Figure 6. Peripheral cell per column connection. The same cell is used per row connection in order to provide ENS j,j+1 and ENSQ j,j+1 .
POWER CONSUMPTION
The array just described features one of the main assets of the focal-plane sensing-processing approach: power efficiency. Bear in mind that we are targeting typical video frame rates, that is, around 30fps. At this rate, the switching power associated to the peripheral digital circuitry, measured by a magnitude of µW/MHz, will hardly impact energy consumption. Regarding the mixed-signal core, squaring and charge redistribution do not require extra energy once the initial voltages at the corresponding capacitors have been set. Thus, three major sources of power consumption are left: reset of the photodiode and sensing capacitance, precharge of the capacitance holding V SQij and pixel copy operation. We will be considering a fixed frame rate of 30fps and a resolution of 320×240-px for the figures provided next. The reset of the photodiode is needed only once per frame. According to simulations, this operation demands 16.4pW per cell, 1.26µW for the whole array. Regarding precharge for subsequent pixel squaring, a single operation requires only 0.18pJ. However, it is performed at each cell of the array for each pixel of the square integral image at each scale. Adding up all these operations for five scales, the resulting power consumption is 42.4mW. Likewise, a single copy of pixel demands only 0.47pJ whereas all the operations required across five scales amount to 111.36mW. A total power consumption always less than 200mW is therefore expected for the mixed-signal processing array. As a reference, we can scale this figure in order to compare it to the power consumption reported for a smart camera handling 30×30-px images at 80fps: 15 240mW . Under these conditions of image size and frame rate, the power consumption of our array boils down to less than 100µW. Of course this comparison is not fair enough since the camera described in 15 constitutes a general-purpose digital system carrying out the complete Viola-Jones processing flow.
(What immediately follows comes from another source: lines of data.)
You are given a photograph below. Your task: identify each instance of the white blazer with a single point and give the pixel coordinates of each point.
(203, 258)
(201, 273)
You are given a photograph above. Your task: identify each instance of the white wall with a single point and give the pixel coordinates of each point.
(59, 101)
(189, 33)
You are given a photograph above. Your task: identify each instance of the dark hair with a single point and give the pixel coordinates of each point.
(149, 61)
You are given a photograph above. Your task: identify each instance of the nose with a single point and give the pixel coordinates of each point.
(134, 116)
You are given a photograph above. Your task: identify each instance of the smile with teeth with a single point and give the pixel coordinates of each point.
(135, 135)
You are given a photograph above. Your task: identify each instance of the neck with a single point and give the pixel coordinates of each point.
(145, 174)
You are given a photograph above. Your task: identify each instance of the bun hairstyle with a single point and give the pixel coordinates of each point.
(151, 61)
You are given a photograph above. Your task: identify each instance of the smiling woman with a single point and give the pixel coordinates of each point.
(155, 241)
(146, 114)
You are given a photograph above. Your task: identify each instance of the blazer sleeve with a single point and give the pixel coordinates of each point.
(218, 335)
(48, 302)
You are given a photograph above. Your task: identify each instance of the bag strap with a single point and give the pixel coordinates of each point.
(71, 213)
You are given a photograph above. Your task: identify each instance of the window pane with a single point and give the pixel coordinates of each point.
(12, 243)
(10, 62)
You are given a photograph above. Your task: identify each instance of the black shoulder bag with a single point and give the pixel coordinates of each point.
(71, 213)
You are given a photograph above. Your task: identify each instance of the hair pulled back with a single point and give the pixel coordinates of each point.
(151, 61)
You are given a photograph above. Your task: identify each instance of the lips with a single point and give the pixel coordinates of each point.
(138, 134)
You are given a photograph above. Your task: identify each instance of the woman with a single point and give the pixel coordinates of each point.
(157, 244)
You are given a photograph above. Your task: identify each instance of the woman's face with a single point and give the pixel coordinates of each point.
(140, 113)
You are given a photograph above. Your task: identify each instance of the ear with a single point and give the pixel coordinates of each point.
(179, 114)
However, it still permits to give an idea of the energy efficiency reached by the approach presented. Starting at 100µW for imaging and low-level processing, it seems rather feasible to address the design of a vision system featuring a power consumption significantly less than 240mW.
CONCLUSIONS
We have demonstrated in this paper that the local descriptors required by the Viola-Jones framework are suitable for mixed-signal focal-plane implementation. The methodology and circuitry proposed to address such implementation has been described. We have also demonstrated the architectural advantages of our approach: exploitation of focal-plane distributed memory and ultra-low-power operation. The reconfigurability of the array at the core of our proposal endows the resulting processing lattice with additional low-level functionalities useful for different vision algorithms.